The rocks each weighed about 10 grams, or the weight of two nickels, said John T. Wasson, a longtime professor and expert in meteorites at UCLA's Institute of Geophysics and Planetary Physics.
Experts say the flaming meteor, dating to the early formation of the solar system 4 to 5 billion years ago, was probably about the size of a minivan when it entered the Earth's atmosphere with a loud boom early Sunday. It was seen from Sacramento, Calif., to Las Vegas and parts of northern Nevada.
An event of that size might happen once a year around the world, said Don Yeomans of NASA's Near-Earth Object Program Office at the Jet Propulsion Laboratory in Pasadena, Calif. "But most of them occur over the ocean or an uninhabited area," he said.
"Getting to see one is something special," he said.
"Most meteors you see in the night's sky are the size of tiny stones or even grains of sand, and their trail lasts all of a second or two," he added.
The meteor probably weighed about 154,300 pounds, said Bill Cooke, a specialist in meteors at NASA's Marshall Space Flight Center in Huntsville, Ala. At the time of disintegration, he said, it probably released energy equivalent to a 5-kiloton explosion. The Hiroshima bomb was 15 kilotons.
"You don't often have kiloton rocks flying over your head," he said.

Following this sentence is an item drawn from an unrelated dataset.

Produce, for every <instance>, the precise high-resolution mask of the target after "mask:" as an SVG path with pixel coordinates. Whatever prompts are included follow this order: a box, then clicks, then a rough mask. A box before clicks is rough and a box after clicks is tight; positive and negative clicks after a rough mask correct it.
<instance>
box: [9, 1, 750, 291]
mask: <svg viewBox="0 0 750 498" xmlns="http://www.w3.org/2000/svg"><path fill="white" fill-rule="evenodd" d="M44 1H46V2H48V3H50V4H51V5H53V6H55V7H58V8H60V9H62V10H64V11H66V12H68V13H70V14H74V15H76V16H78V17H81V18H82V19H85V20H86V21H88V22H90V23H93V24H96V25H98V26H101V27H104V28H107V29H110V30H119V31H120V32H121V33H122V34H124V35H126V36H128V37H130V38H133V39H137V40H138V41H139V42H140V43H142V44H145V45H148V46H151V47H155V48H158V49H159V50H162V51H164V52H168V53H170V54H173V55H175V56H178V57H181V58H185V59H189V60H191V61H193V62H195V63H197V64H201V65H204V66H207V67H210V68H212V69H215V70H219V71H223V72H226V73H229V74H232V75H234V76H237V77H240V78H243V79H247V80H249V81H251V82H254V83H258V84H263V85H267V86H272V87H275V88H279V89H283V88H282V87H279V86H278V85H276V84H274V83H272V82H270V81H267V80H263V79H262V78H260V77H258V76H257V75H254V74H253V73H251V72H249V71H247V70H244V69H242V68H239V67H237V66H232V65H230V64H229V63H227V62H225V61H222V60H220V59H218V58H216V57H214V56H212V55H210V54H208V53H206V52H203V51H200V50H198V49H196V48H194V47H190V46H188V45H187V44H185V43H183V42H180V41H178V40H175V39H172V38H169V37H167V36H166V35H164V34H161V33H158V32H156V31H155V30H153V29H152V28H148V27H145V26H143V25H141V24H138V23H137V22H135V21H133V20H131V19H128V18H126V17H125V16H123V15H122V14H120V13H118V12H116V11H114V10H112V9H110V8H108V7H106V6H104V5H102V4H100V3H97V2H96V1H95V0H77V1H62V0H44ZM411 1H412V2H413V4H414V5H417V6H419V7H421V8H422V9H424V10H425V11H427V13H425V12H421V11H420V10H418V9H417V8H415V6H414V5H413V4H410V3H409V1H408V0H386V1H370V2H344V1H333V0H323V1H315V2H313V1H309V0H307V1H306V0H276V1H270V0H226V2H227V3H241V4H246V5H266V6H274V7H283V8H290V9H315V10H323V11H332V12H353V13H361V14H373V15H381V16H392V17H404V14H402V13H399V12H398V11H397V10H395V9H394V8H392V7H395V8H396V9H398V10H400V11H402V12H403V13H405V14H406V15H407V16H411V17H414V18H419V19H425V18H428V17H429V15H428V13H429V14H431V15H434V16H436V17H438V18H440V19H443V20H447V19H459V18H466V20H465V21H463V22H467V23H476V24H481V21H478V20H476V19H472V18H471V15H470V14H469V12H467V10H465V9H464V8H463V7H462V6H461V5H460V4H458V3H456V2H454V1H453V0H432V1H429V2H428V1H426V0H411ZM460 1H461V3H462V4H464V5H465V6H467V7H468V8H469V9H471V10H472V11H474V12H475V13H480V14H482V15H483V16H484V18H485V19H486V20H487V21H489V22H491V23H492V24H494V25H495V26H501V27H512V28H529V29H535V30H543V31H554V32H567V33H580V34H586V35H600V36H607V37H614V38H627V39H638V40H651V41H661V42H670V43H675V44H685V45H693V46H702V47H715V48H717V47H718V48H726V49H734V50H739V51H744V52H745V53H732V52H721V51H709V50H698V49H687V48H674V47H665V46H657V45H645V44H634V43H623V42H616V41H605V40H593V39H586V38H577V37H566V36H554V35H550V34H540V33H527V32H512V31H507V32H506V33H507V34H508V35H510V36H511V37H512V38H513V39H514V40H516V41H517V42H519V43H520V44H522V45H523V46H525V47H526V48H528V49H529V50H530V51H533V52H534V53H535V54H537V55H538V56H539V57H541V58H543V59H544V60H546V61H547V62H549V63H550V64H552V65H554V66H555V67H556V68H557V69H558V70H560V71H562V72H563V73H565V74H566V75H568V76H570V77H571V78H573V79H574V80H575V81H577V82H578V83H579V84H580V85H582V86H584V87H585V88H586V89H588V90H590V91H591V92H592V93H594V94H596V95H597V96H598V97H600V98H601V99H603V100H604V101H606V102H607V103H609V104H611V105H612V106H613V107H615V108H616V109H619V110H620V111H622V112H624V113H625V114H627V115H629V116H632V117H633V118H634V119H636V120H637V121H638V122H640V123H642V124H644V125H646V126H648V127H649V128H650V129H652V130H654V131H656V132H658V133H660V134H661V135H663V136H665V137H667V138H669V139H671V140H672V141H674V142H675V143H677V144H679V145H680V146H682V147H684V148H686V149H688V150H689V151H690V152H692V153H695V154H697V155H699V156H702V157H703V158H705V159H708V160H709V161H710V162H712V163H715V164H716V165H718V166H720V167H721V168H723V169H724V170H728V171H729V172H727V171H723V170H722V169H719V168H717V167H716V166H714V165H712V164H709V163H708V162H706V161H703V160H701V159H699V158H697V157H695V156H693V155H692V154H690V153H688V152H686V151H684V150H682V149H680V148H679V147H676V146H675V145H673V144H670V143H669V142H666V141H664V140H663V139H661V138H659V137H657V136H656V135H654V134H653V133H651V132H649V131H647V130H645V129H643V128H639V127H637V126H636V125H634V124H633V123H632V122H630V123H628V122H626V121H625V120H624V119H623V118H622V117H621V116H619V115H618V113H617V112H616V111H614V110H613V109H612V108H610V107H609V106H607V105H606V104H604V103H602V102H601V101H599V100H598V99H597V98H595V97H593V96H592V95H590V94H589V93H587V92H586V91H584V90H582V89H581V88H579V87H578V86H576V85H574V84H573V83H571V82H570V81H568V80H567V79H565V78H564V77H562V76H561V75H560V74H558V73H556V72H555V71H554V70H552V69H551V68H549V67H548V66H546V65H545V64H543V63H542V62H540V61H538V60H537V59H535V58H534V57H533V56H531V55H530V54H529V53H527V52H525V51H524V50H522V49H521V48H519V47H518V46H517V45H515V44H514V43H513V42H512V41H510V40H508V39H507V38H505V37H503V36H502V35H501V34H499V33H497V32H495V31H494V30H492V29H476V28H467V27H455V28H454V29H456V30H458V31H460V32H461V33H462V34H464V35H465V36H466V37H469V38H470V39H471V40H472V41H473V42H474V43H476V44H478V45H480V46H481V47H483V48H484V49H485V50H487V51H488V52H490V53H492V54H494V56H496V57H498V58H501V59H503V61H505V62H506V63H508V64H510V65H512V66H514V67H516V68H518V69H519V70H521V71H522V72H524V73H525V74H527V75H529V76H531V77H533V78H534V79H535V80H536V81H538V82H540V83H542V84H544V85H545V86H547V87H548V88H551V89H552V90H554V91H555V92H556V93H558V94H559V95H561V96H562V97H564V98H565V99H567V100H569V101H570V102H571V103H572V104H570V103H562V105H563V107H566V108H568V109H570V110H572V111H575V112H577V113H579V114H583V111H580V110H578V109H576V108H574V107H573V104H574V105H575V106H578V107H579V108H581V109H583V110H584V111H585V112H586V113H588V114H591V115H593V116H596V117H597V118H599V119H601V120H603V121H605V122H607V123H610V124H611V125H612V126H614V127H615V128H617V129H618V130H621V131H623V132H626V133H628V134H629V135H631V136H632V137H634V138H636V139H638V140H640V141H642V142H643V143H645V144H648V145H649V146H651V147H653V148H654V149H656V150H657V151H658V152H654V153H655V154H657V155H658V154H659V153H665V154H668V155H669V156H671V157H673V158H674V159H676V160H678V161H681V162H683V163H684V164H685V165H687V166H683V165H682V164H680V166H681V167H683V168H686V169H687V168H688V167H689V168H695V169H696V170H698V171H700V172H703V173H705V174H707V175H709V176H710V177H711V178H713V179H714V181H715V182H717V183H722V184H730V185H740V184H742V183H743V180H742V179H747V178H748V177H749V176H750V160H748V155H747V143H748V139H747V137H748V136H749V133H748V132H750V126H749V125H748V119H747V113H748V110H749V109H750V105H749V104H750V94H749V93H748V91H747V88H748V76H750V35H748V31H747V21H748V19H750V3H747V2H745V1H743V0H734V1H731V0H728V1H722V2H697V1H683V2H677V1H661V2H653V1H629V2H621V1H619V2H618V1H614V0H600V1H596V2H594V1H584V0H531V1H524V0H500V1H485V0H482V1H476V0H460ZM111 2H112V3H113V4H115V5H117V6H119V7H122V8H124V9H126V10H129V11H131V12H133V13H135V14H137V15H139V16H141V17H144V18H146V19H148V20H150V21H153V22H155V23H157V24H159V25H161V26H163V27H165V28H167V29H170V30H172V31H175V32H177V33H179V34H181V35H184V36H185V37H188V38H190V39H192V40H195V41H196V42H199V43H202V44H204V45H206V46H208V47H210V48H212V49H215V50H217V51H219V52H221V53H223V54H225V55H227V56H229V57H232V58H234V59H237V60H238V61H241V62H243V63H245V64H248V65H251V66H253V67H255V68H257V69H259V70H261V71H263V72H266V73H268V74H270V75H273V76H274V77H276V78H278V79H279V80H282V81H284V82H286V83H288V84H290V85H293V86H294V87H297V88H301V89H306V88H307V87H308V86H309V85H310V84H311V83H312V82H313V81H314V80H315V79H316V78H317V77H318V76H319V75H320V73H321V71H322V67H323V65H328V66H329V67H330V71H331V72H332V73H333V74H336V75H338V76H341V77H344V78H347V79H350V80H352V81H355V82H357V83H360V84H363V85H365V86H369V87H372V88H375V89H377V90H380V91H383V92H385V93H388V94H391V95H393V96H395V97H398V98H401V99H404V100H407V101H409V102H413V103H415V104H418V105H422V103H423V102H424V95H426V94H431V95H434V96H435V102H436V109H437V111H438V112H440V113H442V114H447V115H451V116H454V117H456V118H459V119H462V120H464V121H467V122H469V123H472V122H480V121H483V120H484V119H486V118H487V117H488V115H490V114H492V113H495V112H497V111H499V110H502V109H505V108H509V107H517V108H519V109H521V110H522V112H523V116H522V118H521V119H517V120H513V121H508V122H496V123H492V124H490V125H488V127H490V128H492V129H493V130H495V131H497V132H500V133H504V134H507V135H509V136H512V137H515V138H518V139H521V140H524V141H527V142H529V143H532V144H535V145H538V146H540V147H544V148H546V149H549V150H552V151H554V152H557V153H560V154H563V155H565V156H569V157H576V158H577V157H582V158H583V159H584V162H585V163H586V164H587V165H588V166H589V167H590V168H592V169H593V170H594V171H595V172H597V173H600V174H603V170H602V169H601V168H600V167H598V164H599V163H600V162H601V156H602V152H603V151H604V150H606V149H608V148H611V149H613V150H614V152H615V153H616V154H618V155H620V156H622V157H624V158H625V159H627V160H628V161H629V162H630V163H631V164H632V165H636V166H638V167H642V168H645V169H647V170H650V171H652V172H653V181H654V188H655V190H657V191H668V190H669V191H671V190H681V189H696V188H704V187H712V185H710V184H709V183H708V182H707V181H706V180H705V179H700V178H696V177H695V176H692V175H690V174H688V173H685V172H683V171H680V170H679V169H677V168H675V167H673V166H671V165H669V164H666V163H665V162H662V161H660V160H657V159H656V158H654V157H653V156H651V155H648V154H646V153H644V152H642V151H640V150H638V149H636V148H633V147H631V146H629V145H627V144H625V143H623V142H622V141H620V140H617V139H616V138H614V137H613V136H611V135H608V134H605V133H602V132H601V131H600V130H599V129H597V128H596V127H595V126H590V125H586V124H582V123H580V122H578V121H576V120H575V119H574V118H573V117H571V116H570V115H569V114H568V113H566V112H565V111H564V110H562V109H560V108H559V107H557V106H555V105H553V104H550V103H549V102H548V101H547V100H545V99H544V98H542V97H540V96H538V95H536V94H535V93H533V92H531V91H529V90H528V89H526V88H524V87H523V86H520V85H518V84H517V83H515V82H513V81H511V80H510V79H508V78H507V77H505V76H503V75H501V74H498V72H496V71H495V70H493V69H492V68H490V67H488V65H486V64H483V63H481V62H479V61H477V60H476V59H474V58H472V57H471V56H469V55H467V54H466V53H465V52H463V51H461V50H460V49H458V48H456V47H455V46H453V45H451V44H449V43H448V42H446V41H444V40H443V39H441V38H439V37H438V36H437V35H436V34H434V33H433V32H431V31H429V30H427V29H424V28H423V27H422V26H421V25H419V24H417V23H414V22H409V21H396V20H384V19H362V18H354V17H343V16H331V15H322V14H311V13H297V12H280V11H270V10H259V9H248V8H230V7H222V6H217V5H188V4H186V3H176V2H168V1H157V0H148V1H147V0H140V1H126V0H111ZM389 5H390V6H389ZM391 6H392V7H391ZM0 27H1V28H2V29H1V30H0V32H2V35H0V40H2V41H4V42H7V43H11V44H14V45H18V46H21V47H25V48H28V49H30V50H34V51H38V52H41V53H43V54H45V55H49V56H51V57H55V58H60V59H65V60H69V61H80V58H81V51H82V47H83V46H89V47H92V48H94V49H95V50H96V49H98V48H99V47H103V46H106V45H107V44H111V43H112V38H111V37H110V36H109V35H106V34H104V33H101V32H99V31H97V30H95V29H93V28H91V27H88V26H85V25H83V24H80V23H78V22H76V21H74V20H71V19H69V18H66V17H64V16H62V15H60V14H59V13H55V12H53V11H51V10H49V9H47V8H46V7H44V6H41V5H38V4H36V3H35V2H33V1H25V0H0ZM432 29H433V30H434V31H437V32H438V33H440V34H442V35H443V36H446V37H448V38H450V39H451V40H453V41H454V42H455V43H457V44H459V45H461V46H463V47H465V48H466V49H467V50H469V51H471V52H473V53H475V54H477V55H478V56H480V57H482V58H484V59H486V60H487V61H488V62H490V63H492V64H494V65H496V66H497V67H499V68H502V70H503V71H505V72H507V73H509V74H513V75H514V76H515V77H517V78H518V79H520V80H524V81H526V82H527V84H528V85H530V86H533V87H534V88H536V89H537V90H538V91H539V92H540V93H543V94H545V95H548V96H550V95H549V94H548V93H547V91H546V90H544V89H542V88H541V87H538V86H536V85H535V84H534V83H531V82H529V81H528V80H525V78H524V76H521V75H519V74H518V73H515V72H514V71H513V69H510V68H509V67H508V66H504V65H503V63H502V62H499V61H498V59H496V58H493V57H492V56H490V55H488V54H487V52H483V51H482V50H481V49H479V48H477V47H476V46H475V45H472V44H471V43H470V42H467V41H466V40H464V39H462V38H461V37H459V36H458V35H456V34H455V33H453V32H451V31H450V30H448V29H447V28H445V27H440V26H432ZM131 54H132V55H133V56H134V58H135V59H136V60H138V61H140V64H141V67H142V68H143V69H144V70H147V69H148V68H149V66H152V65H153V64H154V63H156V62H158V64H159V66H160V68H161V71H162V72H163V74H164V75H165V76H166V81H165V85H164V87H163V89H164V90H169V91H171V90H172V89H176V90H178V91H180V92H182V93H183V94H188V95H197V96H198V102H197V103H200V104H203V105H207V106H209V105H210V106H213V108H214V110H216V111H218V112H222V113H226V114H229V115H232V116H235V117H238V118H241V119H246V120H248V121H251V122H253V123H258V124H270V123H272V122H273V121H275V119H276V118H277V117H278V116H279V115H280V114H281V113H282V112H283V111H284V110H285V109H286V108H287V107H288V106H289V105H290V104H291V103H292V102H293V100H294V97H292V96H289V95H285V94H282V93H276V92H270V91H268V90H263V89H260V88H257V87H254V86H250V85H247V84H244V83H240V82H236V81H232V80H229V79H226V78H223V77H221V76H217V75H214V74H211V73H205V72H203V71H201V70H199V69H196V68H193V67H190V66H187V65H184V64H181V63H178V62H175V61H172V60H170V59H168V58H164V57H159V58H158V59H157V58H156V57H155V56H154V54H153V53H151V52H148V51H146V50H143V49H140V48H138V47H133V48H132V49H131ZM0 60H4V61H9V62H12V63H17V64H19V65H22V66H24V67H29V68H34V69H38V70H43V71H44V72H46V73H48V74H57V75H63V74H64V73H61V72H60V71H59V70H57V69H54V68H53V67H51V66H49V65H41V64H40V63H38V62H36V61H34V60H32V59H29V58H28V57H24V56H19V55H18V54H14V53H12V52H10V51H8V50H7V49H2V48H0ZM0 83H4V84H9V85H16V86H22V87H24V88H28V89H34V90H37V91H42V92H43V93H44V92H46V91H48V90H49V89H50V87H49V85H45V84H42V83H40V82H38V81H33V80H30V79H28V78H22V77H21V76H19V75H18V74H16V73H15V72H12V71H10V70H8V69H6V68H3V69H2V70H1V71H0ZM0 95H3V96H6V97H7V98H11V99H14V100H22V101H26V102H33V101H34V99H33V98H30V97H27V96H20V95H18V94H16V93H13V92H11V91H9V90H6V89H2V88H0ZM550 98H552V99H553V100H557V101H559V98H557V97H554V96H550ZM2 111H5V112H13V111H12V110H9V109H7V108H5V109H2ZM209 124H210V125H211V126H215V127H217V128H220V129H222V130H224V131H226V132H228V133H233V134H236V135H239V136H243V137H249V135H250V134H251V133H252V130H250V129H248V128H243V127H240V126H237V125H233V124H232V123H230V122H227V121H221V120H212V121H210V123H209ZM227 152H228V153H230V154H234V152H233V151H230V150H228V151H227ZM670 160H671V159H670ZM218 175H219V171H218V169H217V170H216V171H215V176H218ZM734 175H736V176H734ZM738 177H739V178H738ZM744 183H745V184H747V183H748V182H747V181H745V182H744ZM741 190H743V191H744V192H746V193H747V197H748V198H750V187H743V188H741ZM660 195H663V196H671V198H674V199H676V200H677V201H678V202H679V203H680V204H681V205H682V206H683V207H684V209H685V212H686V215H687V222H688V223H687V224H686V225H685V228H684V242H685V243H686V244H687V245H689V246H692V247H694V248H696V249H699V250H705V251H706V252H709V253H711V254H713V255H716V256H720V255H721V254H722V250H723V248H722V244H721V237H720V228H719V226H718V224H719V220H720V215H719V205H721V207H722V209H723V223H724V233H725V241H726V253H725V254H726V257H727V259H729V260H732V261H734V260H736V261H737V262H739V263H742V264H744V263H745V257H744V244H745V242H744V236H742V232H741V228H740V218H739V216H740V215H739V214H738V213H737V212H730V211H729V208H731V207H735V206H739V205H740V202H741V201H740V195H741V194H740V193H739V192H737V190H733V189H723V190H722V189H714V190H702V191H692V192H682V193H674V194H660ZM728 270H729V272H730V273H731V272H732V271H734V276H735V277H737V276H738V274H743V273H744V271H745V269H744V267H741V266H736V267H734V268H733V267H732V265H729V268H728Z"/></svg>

The boom, another expert said, was caused by the speed with which the space rock entered the atmosphere. Meteorites enter Earth's upper atmosphere at somewhere between 22,000 mph and 44,000 mph -- faster than the speed of sound, thus creating a sonic boom.
Wasson said one meteorite was found near the town of Coloma, about 35 miles northeast of Sacramento. "I'm sure more will be found, I'm hoping, including some fairly big pieces," he said.
Robert Ward, who lives in Arizona and has been hunting and collecting meteorites around the world for more than 20 years, said he found the first piece about 10 a.m. Tuesday between a baseball field and park on the edge of the town of Lotus.
Ward said he "instantly knew" it was a rare meteorite known as "CM" -- carbonaceous chondrite -- based in part on the "fusion crusts from atmospheric entry" on one side of the rock.
"It was just, needless to say, a thrilling moment," he said.
Wasson suspected that hundreds of dealers and collectors already have joined the search for meteorites. He said it was important to recover them soon because any rain will cause them to degrade, losing their sodium and potassium. "From my viewpoint as a meteorite researcher," he said, "I'm hopeful some big pieces are found right away."